I lost my phone on thursday. I found it sunday morning, but it made for a dettached weekend. On Shabbath my mind wandered to the topic and I reminded myself that I didn't care about the phone, and moved on with Shabbath. This started me thinking though, how much I live for Shabbath, how everything that transpires during the week is a mad rush to stay afloat until the next Shabbath when I can really live again. I thought perhaps I should only value something in terms of how useful it is to me on Shabbath. I still think that's probably true.

Think about it for a minute, what if you really managed your life this way, what if we assigned everything a relative Shabbath-value? It would change our lives drastically. In truth, as Jews, we are meant to value everything in terms of its spiritual potential, but that is still a relatively distant and abstract value-system. In place of that, Shabbath is very concrete. Either you can use it on Shabbath or you can't.
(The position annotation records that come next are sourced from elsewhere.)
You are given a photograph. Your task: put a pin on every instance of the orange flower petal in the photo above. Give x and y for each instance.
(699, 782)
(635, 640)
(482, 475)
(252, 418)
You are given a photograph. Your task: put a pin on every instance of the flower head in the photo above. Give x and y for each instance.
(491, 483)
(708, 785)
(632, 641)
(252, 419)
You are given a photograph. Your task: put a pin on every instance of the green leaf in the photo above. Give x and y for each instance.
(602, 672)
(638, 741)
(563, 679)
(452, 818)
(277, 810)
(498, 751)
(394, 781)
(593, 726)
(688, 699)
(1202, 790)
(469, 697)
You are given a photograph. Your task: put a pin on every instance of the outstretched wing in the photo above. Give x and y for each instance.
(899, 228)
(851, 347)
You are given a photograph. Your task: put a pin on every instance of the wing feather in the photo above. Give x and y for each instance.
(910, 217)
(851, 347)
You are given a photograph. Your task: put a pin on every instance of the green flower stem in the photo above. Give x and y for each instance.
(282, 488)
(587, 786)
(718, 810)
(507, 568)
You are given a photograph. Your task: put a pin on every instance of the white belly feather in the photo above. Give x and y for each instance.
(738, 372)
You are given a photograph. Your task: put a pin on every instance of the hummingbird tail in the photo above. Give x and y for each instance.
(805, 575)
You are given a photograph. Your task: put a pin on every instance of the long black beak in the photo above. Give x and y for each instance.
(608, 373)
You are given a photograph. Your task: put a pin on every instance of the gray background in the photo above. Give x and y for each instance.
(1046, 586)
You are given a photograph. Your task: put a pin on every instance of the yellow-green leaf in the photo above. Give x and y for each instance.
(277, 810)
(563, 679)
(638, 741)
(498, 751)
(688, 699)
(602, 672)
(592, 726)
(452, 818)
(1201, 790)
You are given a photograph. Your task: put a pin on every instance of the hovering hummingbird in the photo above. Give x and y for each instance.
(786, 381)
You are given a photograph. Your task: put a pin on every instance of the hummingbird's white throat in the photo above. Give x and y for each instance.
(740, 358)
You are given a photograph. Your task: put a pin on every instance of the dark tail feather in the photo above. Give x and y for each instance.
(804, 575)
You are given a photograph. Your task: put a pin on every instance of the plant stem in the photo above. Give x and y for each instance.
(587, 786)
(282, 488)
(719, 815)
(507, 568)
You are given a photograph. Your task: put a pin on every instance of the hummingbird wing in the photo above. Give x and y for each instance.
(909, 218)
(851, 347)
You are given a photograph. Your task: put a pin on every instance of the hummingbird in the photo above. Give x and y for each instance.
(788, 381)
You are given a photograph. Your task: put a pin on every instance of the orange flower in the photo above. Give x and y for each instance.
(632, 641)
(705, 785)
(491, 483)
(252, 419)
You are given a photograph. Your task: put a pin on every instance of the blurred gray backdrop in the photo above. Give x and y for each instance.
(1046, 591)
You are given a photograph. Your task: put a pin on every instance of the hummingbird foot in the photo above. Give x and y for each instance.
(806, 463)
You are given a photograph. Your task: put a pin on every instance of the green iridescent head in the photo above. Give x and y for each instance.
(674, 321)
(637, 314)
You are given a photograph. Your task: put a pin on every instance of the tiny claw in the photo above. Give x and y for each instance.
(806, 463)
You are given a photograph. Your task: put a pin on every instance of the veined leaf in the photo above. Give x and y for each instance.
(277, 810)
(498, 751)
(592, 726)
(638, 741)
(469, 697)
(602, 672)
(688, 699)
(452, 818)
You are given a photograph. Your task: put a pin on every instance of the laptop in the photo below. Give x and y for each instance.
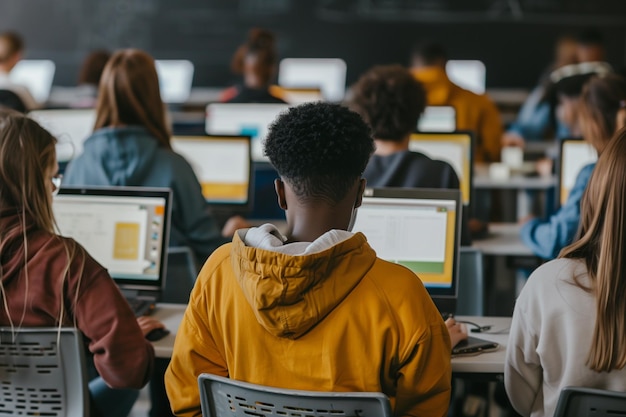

[At this point in the midst of my brilliant flash of insight, I said, wait, what about my Tefillin? I can't really be expected to hold myself to a value system where my tefillin have no value. Well, you will be happy to hear that Tefillin, while it is not a mitzwah to wear your Tefillin on Shabbath, can be worn on Shabbath in specific circumstances. Still, since there's no mitzwah to do so, our new way of looking at value seems to seriously devalue my precious Tefillin.]

We can actually do this same re-evaluation with each and every mitzwah. (In some cases halachah has done this: discussing the value of non-kosher food, etc.) If we were to take this all the way through to its end, we could, through evaluating everything in our lives through the eyes of each of the mitzwoth, arrive at which things have intrinsic value to us, and which are empty mitzwah-calorically.

I can't imagine I would sit around watching TV if I was really aware of how many mitzwoth (613) derive no benefit from my watching it.